Boardman trustees to begin interviewing police chief candidates


By Jordyn Grzelewski

jgrzelewski@vindy.com

BOARDMAN

Township officials today will begin interviewing candidates for police chief.

Trustees Brad Calhoun, Tom Costello and Larry Moliterno will conduct hourlong interviews with each of the 12 applicants over the course of three special meetings. The meetings are scheduled for 4 p.m. today, Thursday and May 9.

The interview sessions will be in executive session, and therefore not open to the public. Calhoun said that is the normal process by which township officials conduct interviews.

“It was never discussed,” he said of making the sessions open. “Typically, whenever we interview anyone for a position, it’s in executive session.”

Ohio law allows public entities to consider personnel matters in executive session.

After the first round of interviews is complete, township officials will narrow the field of candidates to an undetermined number of people who will be asked to come back for second-round interviews.

The township received applications from five township police officers and seven external candidates.

The applicants from Boardman are John Paul Allsopp, Rick Balog, Charles Hillman Jr., Michael R. Hughes and Glen Riddle.
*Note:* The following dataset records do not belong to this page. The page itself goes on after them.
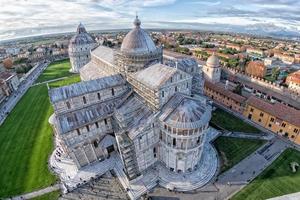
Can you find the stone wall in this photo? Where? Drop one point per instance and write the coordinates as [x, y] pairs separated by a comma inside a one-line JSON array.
[[264, 83]]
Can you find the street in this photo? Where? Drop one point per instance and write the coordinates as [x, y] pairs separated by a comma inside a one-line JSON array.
[[14, 98]]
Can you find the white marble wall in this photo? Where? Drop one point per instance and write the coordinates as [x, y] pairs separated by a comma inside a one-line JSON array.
[[91, 98]]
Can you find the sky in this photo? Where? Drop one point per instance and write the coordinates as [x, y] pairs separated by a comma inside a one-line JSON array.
[[34, 17]]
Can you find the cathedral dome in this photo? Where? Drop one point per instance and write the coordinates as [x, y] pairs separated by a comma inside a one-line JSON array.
[[213, 61], [81, 37], [137, 40]]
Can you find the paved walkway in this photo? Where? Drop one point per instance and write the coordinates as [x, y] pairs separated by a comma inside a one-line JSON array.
[[38, 192], [258, 136], [14, 98], [53, 80], [234, 179]]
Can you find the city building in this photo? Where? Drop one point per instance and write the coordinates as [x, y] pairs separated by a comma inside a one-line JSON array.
[[212, 69], [11, 80], [135, 111], [254, 51], [293, 81], [80, 47], [256, 68], [277, 117]]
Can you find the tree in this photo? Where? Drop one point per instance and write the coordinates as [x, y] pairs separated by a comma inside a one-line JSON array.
[[238, 89]]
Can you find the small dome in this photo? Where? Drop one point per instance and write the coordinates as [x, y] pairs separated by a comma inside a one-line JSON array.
[[81, 37], [188, 111], [137, 40], [8, 63], [213, 61]]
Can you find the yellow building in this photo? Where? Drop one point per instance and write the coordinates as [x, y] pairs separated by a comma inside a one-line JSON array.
[[278, 118], [218, 93]]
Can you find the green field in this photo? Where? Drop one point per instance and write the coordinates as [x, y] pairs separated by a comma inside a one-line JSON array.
[[233, 150], [278, 179], [49, 196], [26, 138], [57, 69], [26, 142], [229, 122], [67, 81]]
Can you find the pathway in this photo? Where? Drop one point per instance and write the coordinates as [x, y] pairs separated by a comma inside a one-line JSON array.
[[52, 80], [235, 178], [37, 193], [14, 98]]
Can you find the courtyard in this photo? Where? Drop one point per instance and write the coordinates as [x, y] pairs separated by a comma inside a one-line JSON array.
[[278, 179], [57, 69], [233, 150], [26, 138], [229, 122]]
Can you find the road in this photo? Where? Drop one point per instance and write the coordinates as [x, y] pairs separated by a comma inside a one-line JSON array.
[[233, 180], [14, 98]]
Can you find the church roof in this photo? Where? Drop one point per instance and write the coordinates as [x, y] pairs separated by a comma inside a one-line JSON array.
[[81, 37], [105, 54], [72, 120], [183, 111], [213, 61], [134, 115], [155, 75], [138, 41], [81, 88]]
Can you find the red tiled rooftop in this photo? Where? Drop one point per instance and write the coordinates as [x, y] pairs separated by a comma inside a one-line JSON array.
[[278, 110], [220, 88]]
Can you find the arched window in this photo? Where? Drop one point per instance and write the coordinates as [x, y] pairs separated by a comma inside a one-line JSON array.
[[68, 105], [95, 143], [112, 91]]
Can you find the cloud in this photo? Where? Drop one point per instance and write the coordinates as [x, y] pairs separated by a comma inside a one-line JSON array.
[[25, 17]]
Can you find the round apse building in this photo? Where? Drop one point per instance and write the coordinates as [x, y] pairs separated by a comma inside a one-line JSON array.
[[80, 47], [182, 135]]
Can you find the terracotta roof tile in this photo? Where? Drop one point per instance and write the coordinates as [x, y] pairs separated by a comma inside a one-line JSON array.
[[278, 110], [218, 87]]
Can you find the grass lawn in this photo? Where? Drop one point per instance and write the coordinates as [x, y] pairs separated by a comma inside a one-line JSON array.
[[49, 196], [25, 143], [233, 150], [229, 122], [278, 179], [270, 78], [67, 81], [56, 70]]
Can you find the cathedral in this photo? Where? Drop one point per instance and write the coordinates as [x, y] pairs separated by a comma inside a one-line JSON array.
[[138, 114], [80, 46]]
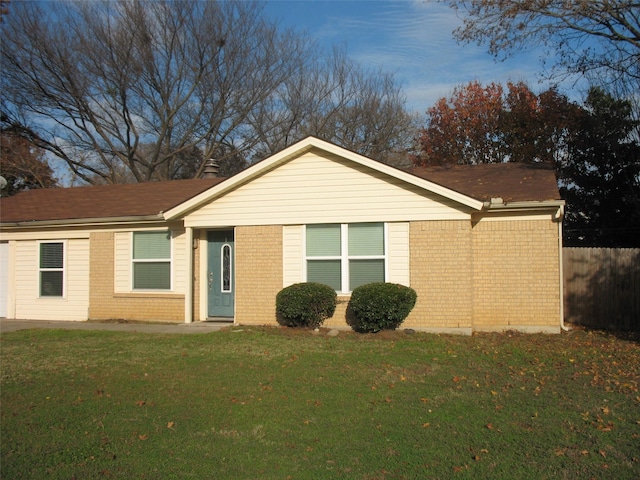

The external candidates are William Cappabianca, James Ciotti, Rod J. Foley, Brian Goodin, David E. Hayes, Charles VanDyke and Todd Werth.

All of the internal candidates are long-serving members of the department who hold the rank of sergeant. The external candidates include a major in the Mahoning County Sheriff’s Office, a special agent with the Ohio Bureau of Criminal Investigation, a Youngstown police captain, Poland Township’s police chief, police chief/township administrator for Sagamore Hills, Milton Township’s police chief and a Federal Bureau of Investigation agent.

Calhoun said each of the three trustees has prepared his own questions for the interviews and will try to ask each candidate the same questions. His top priority for a candidate is community engagement, he said, noting current Police Chief Jack Nichols’ strength in that area.

“I want someone who will answer phone calls from community members,” Calhoun said. “Someone who will go to forums. That’s very, very important to me. ... We may be considered one of the big players in Mahoning County, but we’re really a 5-square-mile community, and we really want to keep that hometown feel.”

Township officials hope to have a candidate selected sometime this summer, so the next chief can shadow Nichols for several months. Nichols will retire in January after 40 years with the township police department.